Today's feast: St. Bridget of Sweden (1302/3-1373). Not a bad one to follow St. Mary Magdalene, as this is another woman of God who attained a remarkable intimacy with Christ. As a mystic, she is probably best known for her visions and revelations of the Passion of Jesus Christ and of the hidden life of the Virgin Mary. Quite impressive given that she was also a devoted wife and mother, and a Scandinavian princess to boot. All this just two centuries before northern Europe turned Protestant.

As I have pointed out to some folks who have had the benefit of my insight, the whole Protestant Reformation was essentially an ethno-linguistic revolt against the Catholic clerical authority of the Latin Mediterranean by Germanic northern Europe, including the British Isles and Scandinavia: it ultimately has its origins in the stunning annihilation of three Roman legions by Gothic tribesmen at the Battle of Teutoburg Forest in 14 AD. That battle effectively split Europe - to this very day - between the Romance (i.e. Latin-derived) and Germanic languages. English is actually the marriage of both groups: the vernacular is Germanic (primarily via the Saxons), the literary is Romance (via Norman-French). This is partly why modern English is such a versatile tongue: it is singularly adaptable, given its dual origin.

Where the Caesars failed, the Popes who supplanted them as masters of Rome succeeded: they brought Germanic northern Europe under the rule of the Roman Catholic Church from the 6th to 9th centuries AD. They accomplished this primarily by the conversion of nobles and princes whom they anointed as kings and, beginning with Charlemagne in 800 AD, the Holy Roman Emperor of central and western Europe.
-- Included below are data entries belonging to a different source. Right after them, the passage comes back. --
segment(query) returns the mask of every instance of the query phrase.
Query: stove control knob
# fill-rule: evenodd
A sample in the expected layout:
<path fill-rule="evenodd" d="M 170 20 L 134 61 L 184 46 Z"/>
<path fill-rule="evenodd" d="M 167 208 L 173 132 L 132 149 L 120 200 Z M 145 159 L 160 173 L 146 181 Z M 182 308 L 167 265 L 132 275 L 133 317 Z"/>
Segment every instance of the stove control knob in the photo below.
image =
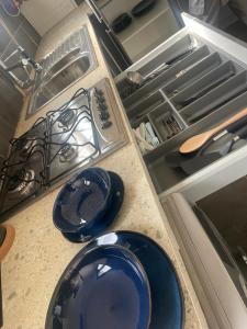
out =
<path fill-rule="evenodd" d="M 98 98 L 98 97 L 103 97 L 103 91 L 101 90 L 101 89 L 99 89 L 99 88 L 96 88 L 94 89 L 94 93 L 96 93 L 96 97 Z"/>
<path fill-rule="evenodd" d="M 106 129 L 106 128 L 109 128 L 111 125 L 112 125 L 112 122 L 111 122 L 111 121 L 104 121 L 104 122 L 101 124 L 101 128 L 102 128 L 102 129 Z"/>
<path fill-rule="evenodd" d="M 100 120 L 101 121 L 108 121 L 110 117 L 109 113 L 106 111 L 100 112 Z"/>
<path fill-rule="evenodd" d="M 104 103 L 98 104 L 98 111 L 99 112 L 106 112 L 108 111 L 108 105 Z"/>

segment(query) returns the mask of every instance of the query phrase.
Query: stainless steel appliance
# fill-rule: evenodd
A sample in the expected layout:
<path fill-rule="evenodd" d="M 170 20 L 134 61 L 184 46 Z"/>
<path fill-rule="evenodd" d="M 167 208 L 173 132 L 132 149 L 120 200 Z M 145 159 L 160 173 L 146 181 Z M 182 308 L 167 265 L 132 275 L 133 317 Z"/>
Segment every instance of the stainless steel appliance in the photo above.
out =
<path fill-rule="evenodd" d="M 194 212 L 247 306 L 247 179 L 195 203 Z"/>
<path fill-rule="evenodd" d="M 104 79 L 90 90 L 79 89 L 60 109 L 49 111 L 11 140 L 1 171 L 1 219 L 125 141 L 110 82 Z"/>

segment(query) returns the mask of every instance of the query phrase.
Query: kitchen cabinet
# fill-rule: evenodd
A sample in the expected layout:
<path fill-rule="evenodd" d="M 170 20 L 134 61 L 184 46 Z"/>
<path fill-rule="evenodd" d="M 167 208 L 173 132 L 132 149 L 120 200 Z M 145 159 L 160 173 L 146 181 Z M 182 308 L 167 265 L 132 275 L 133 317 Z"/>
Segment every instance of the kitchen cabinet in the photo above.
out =
<path fill-rule="evenodd" d="M 246 143 L 193 174 L 180 166 L 170 166 L 168 155 L 180 156 L 179 147 L 188 138 L 246 109 L 247 48 L 188 14 L 183 19 L 184 29 L 127 69 L 146 79 L 139 88 L 123 92 L 126 72 L 115 82 L 133 129 L 138 128 L 139 133 L 141 124 L 149 123 L 159 140 L 153 149 L 142 148 L 144 163 L 210 326 L 242 329 L 247 326 L 246 306 L 191 205 L 247 175 Z M 168 136 L 167 117 L 171 115 L 177 133 Z"/>
<path fill-rule="evenodd" d="M 13 138 L 22 109 L 21 93 L 0 76 L 0 168 L 1 160 L 8 156 L 10 139 Z"/>
<path fill-rule="evenodd" d="M 22 13 L 43 36 L 77 7 L 74 0 L 24 1 Z"/>

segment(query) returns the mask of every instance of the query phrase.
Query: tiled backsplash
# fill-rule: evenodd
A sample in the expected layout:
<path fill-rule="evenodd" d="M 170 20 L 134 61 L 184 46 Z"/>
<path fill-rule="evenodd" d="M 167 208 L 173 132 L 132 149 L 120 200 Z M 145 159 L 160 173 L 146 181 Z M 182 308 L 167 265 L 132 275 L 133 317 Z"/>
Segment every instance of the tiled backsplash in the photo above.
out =
<path fill-rule="evenodd" d="M 35 58 L 36 49 L 40 44 L 41 36 L 29 21 L 20 14 L 19 16 L 9 16 L 0 4 L 0 59 L 5 58 L 13 53 L 18 45 L 22 46 L 26 53 Z M 4 61 L 8 66 L 19 60 L 18 55 Z M 18 77 L 23 78 L 23 72 L 19 72 Z"/>

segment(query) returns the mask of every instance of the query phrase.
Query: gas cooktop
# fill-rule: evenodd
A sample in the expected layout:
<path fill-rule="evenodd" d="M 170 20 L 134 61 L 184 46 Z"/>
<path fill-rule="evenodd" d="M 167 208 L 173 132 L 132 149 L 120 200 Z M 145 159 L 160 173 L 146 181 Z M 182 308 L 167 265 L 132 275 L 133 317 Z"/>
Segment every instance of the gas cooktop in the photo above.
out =
<path fill-rule="evenodd" d="M 40 117 L 10 141 L 1 169 L 0 220 L 97 163 L 126 143 L 108 79 L 79 89 L 61 107 Z"/>

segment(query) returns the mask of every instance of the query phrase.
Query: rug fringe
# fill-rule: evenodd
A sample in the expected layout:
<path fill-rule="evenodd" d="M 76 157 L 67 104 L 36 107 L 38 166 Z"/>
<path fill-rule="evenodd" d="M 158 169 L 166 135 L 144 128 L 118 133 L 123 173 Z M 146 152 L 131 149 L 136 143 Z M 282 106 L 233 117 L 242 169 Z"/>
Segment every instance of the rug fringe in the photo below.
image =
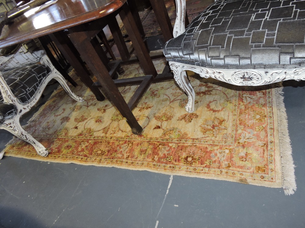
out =
<path fill-rule="evenodd" d="M 276 106 L 278 110 L 280 151 L 282 169 L 282 187 L 285 194 L 290 195 L 296 190 L 292 150 L 288 131 L 288 121 L 284 103 L 284 93 L 282 83 L 275 88 Z"/>

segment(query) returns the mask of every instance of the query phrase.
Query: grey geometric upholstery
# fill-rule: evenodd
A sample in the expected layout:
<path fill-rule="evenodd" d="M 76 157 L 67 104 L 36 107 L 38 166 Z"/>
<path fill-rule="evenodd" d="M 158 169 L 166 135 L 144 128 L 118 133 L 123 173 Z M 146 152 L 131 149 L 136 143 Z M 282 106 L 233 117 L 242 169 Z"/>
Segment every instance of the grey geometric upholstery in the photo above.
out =
<path fill-rule="evenodd" d="M 168 61 L 226 69 L 305 66 L 305 1 L 224 0 L 168 41 Z"/>
<path fill-rule="evenodd" d="M 14 95 L 21 104 L 25 104 L 35 97 L 50 72 L 47 66 L 34 64 L 5 71 L 2 75 Z M 0 98 L 0 102 L 3 100 Z"/>
<path fill-rule="evenodd" d="M 9 6 L 14 4 L 11 0 L 0 0 L 0 11 L 11 9 Z M 38 40 L 0 50 L 0 129 L 30 143 L 44 156 L 48 155 L 48 150 L 23 128 L 20 118 L 35 105 L 53 79 L 75 100 L 83 100 L 71 91 Z M 0 151 L 0 159 L 4 154 L 4 151 Z"/>
<path fill-rule="evenodd" d="M 31 40 L 17 46 L 18 48 L 17 50 L 10 53 L 10 54 L 13 54 L 13 57 L 0 65 L 0 71 L 3 72 L 20 67 L 38 63 L 45 54 L 45 51 L 37 39 Z M 10 47 L 11 47 L 12 46 Z M 0 53 L 6 51 L 6 50 L 2 49 L 0 50 Z M 0 60 L 1 58 L 5 57 L 4 56 L 0 56 Z"/>
<path fill-rule="evenodd" d="M 13 104 L 0 103 L 0 124 L 16 115 L 17 109 Z"/>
Thus they established the symbiosis between spiritual and secular power that would characterize medieval west European Christendom, which closely resembled a parallel arrangement in eastern Christianity, with the Eastern Orthodox Church.

St. Bridget, then, is one of the crowns of medieval Christendom, coming as she did in the High Middle Ages, circa 14th century, when Europe was at the junction between the medieval and Renaissance periods. Being a Germanic northern European, she was part of a culture that had originally adopted Catholic religious and social customs from the Mediterranean, but which had caught on very quickly in the preceding centuries to contribute disproportionately to the overall richness of Catholic theology and spirituality, primarily through its advanced literary development. The medieval Church in England, for one, was notable for its erudition.

Not surprisingly, it was this higher literacy - in both quantity and quality - that would soon empower Germanic northern Europe to pull off a spiritual Teutoburg Forest against Rome: the Reformation of Martin Luther, which began with his 95 Theses in 1517.